Sometimes, life can just get a little too much and that’s completely ok. I think everyone needs a little time to reflect once in a while. People deal with things in different ways and it may be that you haven’t found yours yet but it will come. I’ve had a think of some things I like to do when I feel I need some time to gather my thoughts so here they are –

1. Talk to someone – Whether it’s someone professional, a friend or a family member, it’s completely down to you. Getting things off your chest is a must, no matter how unnatural it might feel. Never feel ashamed. I myself have been to counsellors, on a number of occasions and at the time it was definitely the right thing for me to do. It taught me that I do in fact need to open up and deal with my problems and that the majority of people, have problems too. It’s always good to hear other people’s opinions and it’s always good to know that you have people that support you. People want to help and they will.

2. Surround yourself with loved ones – I so often hide away from people and ok, it helps for a little while but not in the long run. I get to a point where I start to feel isolated and only have myself to blame. It’s good to have some alone time and enjoy your own company but make sure you take up the opportunity to spend that much needed quality time with the people who care for you the most.

3. Don’t believe everything you see on social media – Social media is, in my opinion, a huge contribution to unhappiness. People only seem to post the good parts of their life, for obvious reasons, but it can often make you feel like you aren’t as successful/happy as them. You have to remind yourself there is more to their lives than what they show. I only have Instagram myself and I only follow people i personally know, no one famous etc, else I would spend my life being miserable and wondering why I can’t have the same life. Remind yourself that there are probably people looking at your social media and thinking you have the best life ever.

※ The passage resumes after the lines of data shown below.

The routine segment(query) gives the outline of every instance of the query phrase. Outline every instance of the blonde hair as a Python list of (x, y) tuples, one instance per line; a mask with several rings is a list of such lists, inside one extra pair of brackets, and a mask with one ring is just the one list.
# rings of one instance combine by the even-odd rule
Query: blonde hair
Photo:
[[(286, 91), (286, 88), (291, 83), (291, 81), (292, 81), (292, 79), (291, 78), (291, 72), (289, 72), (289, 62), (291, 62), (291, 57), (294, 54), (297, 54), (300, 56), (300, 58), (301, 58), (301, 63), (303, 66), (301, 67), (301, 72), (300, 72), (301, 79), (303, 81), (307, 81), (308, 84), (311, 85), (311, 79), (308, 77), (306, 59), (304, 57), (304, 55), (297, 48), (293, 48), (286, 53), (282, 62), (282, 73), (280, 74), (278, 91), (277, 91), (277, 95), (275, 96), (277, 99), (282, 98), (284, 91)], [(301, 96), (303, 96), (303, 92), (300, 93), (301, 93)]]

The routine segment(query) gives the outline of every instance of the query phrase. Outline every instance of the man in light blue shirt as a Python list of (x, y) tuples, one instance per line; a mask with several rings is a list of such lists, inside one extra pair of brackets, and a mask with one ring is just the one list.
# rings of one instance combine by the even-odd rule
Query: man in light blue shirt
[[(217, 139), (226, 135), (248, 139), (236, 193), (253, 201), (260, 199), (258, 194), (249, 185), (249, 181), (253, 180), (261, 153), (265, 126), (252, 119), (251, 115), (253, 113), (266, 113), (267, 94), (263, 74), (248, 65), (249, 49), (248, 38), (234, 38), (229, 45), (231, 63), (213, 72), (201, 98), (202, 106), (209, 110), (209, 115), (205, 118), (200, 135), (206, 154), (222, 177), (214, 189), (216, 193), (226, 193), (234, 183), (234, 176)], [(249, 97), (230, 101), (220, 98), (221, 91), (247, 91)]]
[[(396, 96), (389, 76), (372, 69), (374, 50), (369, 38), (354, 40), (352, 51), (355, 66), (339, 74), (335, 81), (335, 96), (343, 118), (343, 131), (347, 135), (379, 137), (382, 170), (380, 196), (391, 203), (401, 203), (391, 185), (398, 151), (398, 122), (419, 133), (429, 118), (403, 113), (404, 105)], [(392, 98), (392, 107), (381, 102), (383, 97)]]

4. Start a hobby – Ok, this one I haven’t actually stuck to, mainly down to the fact I just haven’t made time for it but I definitely think it’s a must. It’s always good to do something you enjoy, it releases happy hormones and you can shut off the world for a short time while completing it. You don’t even need to leave the house if you don’t want to, you can literally do anything from crafts to ice skating. If you have a passion for something, why aren’t you doing it?? Anything is possible if you put your mind to it.

5. Look after yourself – Every now and again you need to have a little unwind and just focus on you. Once a week, put an hour or two aside and have a little pamper. Have a nice bath as opposed to a shower, put a hair mask in, apply a face mask and just chill. It’s good to have some time to just relax and it definitely releases some of the unwanted tension throughout the week. Sometimes I even just paint my nails to feel a little more human!

Remember, you are not alone. There’s so many people around you that love you and so many different ways to look after yourself.

I hope you enjoyed reading this, if you have any suggestions feel free to share them.

Believe in yourself.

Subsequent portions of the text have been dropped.